To your comments around the flu, as I had suggested at our investor conference, we certainly saw that spike. We have now seen that start to wane for, I think, five consecutive weeks here as we’re moving forward. So to put it out like we had expected, really not a meaningful impact as I’m looking forward versus what we’ve planned for.

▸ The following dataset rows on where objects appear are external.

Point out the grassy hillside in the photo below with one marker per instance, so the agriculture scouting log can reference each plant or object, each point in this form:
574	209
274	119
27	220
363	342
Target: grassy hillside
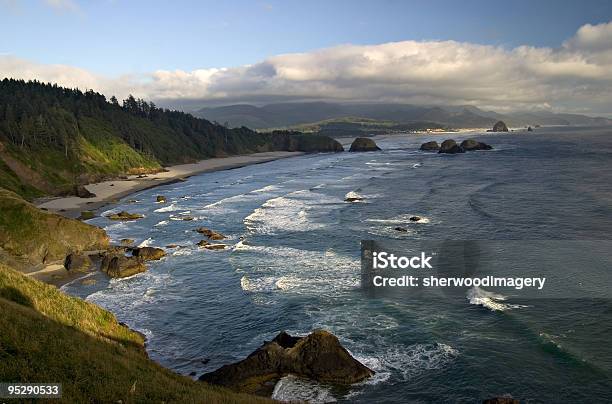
53	138
37	236
47	336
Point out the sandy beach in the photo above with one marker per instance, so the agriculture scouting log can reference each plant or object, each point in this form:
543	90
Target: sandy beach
109	191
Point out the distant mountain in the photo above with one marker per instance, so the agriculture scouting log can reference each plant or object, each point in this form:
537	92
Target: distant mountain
295	114
53	139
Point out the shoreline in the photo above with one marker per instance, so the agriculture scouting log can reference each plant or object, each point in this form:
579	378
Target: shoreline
108	192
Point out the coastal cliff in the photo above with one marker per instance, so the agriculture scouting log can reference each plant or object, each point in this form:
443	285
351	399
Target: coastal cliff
38	237
54	139
50	336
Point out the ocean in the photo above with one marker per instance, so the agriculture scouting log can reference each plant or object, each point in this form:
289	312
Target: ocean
293	264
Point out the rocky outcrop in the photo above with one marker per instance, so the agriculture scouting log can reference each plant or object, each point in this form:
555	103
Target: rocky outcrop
430	146
123	215
117	265
449	146
77	262
472	144
318	356
363	144
500	126
126	242
149	253
40	237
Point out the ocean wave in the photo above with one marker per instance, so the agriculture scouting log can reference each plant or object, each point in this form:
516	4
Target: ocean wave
146	243
293	389
170	208
290	212
490	300
267	188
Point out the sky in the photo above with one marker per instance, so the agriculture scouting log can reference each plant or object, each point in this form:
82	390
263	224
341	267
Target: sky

— Brian Thompson, CEO, UnitedHealthcare, Q4-2022 Earnings Call
Another cause for concern is the growing competition in the health care segments UNH currently dominates. We see outsiders like Amazon trying to enter the field, and old competitors like CVS trying to diversify their capabilities. While I do believe competitive pressures are increasing, it’s important to note that most of what we’re seeing is really consolidation via M&A. UNH has grown its operations tremendously along the likes of Oak Street Health (OSH) and Signify Health (SGFY), which are being acquired by CVS, and already is competing with 1Life Healthcare (ONEM) which is being acquired by Amazon. I do not believe UNH is expected to lose market share in the near term, and I believe the health care “pie” is going to grow larger and larger.
Conclusion
UnitedHealth Group is not only the leading health insurer in the United States. Its ancillary health operations under its Optum segment are growing fast with better margins and are what differentiates UNH from its competitors. Compared to its peers, UNH might look overvalued. However, compared to itself, the P/E ratio is signaling the stock is undervalued at the moment. As a very high quality and ambitiously managed blue chip, I find UNH to be a Strong Buy, with a fair value of $664, which is 37.0% above its price at the time of writing.
Disclosure: I/we have a beneficial long position in the shares of UNH, CVS either through stock ownership, options, or other derivatives. I wrote this article myself, and it expresses my own opinions. I am not receiving compensation for it (other than from Seeking Alpha). I have no business relationship with any company whose stock is mentioned in this article.